El crooner que surgió de la calle anuncia su segundo álbum, que incluirá una colaboración de Cat Power.

Willis Earl Beal publicó su debut, el salvajemente honesto Acousmatic Sorcery, a comienzos de 2012, pero está listo para regresar. Quizás porque hasta pasados los 25 años nadie reparó en él y teme volver a caer en ese amargo olvido que ya ha saboreado con todas sus consecuencias. Y es que no hace tanto que nuestro hombre (sobre)vivía prácticamente en la indigencia, merodeaba por callejones solitarios, grababa canciones con su rudimentario equipamiento y las repartía acompañadas de su número de teléfono como el náufrago que lanza una botella al mar. Una existencia de película que quedó atrás cuando, tras recibir un guiño del destino, se enroló en las filas de Hot Charity, filial de XL Recordings, y comenzó a cumplir su particular sueño con la publicación de su primer álbum, una colección de temas crudos y primitivos que raspan y emocionan. Su poso aún permanece, pero ya toca mirar a su sucesor, bautizado como Nobody knows.
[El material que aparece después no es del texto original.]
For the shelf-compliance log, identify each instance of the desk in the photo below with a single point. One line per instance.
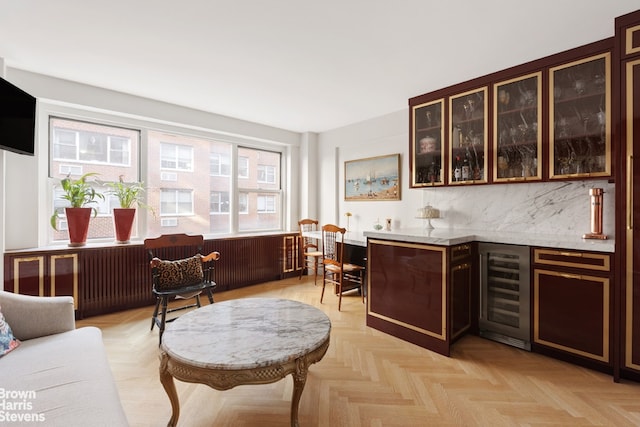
(243, 341)
(354, 238)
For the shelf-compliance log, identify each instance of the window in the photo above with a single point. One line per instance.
(219, 202)
(266, 174)
(262, 193)
(176, 157)
(79, 147)
(220, 164)
(243, 203)
(176, 202)
(243, 167)
(195, 184)
(266, 203)
(91, 143)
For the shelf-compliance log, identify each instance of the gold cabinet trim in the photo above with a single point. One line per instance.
(294, 254)
(606, 259)
(605, 314)
(485, 137)
(628, 350)
(16, 273)
(443, 334)
(414, 141)
(460, 252)
(607, 172)
(629, 49)
(465, 266)
(53, 260)
(496, 133)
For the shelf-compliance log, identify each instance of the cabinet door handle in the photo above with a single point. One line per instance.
(630, 193)
(571, 276)
(574, 254)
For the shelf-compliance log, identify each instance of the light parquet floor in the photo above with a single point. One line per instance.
(368, 378)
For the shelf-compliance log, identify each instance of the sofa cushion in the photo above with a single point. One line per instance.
(65, 379)
(7, 341)
(179, 273)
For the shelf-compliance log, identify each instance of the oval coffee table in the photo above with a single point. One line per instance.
(243, 341)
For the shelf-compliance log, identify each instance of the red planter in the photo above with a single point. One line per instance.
(78, 223)
(123, 222)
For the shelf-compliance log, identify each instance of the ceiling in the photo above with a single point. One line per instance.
(305, 66)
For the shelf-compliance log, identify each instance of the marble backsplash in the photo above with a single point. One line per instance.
(562, 208)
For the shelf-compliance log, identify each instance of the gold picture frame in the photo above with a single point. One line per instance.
(373, 178)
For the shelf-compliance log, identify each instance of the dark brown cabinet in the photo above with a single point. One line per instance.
(628, 194)
(112, 278)
(517, 144)
(572, 305)
(579, 110)
(549, 119)
(420, 293)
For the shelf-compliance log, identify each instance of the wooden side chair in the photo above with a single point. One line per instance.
(310, 252)
(342, 276)
(179, 272)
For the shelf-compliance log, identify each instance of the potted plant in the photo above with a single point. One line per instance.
(79, 193)
(129, 195)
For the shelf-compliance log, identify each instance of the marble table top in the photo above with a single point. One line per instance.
(246, 333)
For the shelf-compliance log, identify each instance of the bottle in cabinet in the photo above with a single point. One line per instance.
(468, 136)
(580, 104)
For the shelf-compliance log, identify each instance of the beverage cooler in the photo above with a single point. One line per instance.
(505, 294)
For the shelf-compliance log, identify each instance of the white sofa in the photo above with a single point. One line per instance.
(58, 375)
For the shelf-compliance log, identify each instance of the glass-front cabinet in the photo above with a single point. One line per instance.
(543, 121)
(428, 143)
(580, 108)
(468, 137)
(517, 129)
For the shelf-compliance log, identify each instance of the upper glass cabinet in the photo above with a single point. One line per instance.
(427, 146)
(580, 111)
(517, 129)
(468, 137)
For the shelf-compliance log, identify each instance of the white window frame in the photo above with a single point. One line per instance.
(176, 157)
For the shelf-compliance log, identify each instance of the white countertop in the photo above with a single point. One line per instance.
(448, 237)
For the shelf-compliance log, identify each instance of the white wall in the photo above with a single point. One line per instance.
(543, 208)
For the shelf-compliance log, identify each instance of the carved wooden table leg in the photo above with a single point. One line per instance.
(169, 386)
(299, 380)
Verá la luz el próximo 10 de septiembre y en su interior esconderá una colaboración de Cat Power, otra sufridora nata, titulada ‘Coming Trough‘. La responsabilidad de hacer las veces de primer adelanto recae, sin embargo, sobre ‘Everything unwinds.‘, un corte oscuro e inquietante que está capitalizado por la bourboniana voz de Beal. Como acompañamiento, una ambiental y taciturna atmósfera electrónica que rompe un poco con el carácter folkie que primaba en Acousmatic Sorcery. La producción, obra del propio Willis, parece poner tierra de por medio respecto a la apariencia desaliñada y destartalada con la que se dio a conocer, aunque el regusto a estudio casero, la sensación de autenticidad y la etiqueta »basado en hechos reales» permanecen. Estupenda carta de presentación para el que será el segundo capítulo de la segunda vida de Willis Earl Beal.